München - Gentrifizierung gegen Denkmalschutz: Das Thema bewegt die Stadt. Auch hier, an Münchens neuer Kreativmeile, dem „Halt 58“ am Platz der ehemaligen Bushaltestelle am Kolumbusplatz in Untergiesing, die Anfang Juli eröffnet wurde. Der Street-Art-Künstler Heiko Krause hat hier das Thema der „Immobilienhaie“ aufgegriffen. Sein Graffito auf einem der Brückenpfeiler stilisiert das Uhrmacherhäusl in Obergiesing und den Bagger, der es in Minuten in Schutt und Asche legte.
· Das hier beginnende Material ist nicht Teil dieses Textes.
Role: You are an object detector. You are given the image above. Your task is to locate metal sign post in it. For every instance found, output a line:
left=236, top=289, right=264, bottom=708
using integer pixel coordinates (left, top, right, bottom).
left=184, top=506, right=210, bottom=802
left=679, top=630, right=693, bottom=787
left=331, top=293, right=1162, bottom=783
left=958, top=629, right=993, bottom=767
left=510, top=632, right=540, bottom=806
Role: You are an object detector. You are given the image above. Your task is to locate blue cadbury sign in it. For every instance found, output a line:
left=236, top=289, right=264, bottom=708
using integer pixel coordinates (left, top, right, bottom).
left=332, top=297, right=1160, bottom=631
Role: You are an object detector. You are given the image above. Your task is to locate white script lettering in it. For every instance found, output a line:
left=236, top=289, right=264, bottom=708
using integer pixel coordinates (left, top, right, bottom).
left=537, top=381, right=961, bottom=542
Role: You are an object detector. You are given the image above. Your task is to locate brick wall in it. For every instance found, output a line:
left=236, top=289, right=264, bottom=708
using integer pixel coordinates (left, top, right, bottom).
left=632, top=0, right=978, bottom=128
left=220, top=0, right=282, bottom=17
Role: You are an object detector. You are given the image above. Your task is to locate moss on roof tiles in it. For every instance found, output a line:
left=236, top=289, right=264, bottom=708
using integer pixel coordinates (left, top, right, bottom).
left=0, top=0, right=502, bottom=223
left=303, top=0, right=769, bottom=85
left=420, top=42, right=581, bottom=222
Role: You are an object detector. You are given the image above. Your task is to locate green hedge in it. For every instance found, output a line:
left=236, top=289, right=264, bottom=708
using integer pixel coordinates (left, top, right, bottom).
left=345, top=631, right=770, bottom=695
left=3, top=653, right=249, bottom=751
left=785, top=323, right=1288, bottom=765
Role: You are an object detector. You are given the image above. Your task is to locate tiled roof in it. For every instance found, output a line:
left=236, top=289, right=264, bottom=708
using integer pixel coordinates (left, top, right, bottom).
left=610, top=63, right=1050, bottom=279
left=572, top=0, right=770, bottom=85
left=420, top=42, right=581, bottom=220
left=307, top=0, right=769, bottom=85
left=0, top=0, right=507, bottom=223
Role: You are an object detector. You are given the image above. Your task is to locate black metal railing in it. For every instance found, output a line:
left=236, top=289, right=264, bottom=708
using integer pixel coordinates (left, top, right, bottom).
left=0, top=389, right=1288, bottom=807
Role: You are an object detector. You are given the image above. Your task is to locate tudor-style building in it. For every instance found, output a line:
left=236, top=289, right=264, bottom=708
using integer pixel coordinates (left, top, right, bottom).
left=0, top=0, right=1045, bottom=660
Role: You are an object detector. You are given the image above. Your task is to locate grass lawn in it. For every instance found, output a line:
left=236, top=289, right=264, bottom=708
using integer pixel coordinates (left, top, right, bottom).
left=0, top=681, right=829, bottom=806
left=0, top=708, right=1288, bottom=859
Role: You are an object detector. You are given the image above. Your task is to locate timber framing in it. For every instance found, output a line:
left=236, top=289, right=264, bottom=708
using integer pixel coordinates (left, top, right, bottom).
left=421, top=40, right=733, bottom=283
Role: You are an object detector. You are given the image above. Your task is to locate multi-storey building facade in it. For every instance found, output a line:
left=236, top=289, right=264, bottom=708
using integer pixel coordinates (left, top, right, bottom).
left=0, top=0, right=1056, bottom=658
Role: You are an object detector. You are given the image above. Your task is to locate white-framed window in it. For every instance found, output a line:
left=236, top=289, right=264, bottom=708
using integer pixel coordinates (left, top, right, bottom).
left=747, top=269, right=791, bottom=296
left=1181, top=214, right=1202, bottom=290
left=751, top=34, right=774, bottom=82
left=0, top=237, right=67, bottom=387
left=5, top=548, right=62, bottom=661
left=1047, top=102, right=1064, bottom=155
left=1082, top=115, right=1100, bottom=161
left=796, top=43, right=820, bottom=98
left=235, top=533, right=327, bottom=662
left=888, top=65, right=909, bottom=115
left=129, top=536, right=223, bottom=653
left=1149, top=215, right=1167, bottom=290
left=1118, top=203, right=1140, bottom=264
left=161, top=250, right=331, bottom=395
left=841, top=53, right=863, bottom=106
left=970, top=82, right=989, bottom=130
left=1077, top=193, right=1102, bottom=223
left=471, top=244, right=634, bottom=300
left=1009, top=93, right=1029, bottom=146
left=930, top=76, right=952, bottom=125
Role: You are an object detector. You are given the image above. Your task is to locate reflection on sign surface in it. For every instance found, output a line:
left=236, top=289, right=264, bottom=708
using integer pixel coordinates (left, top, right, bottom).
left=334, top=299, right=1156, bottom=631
Ein Foto von kurz nach dem illegalen Abriss.

Am 1. September jährt sich der illegale Abriss des Handwerkerhäusls an der Oberen Grasstraße 1 zum ersten Mal. Die Wunde in der denkmalgeschützten Feldmüller-Siedlung klafft weiter. Bisher wurde niemand für die Vernichtung des 170 Jahre alten Hauses zur Verantwortung gezogen.

Bußgeldverfahren läuft

Das Bußgeldverfahren bei der Staatsanwaltschaft München I läuft. Die Ermittlungen ziehen sich. Immer wieder hat die Behörde seit Anfang Juni auf Anfrage mitgeteilt, die Ermittlungen stünden kurz vor dem Abschluss. Ob der Abriss des Hauses eine Straftat darstellt? Noch nicht klar. Ob der Geschäftsführer des Bauunternehmens „CSH Baubetreuung GmbH“ und der Baggerfahrer, der in deren Auftrag arbeitete, wegen Sachbeschädigung zu belangen sind? Nicht geklärt.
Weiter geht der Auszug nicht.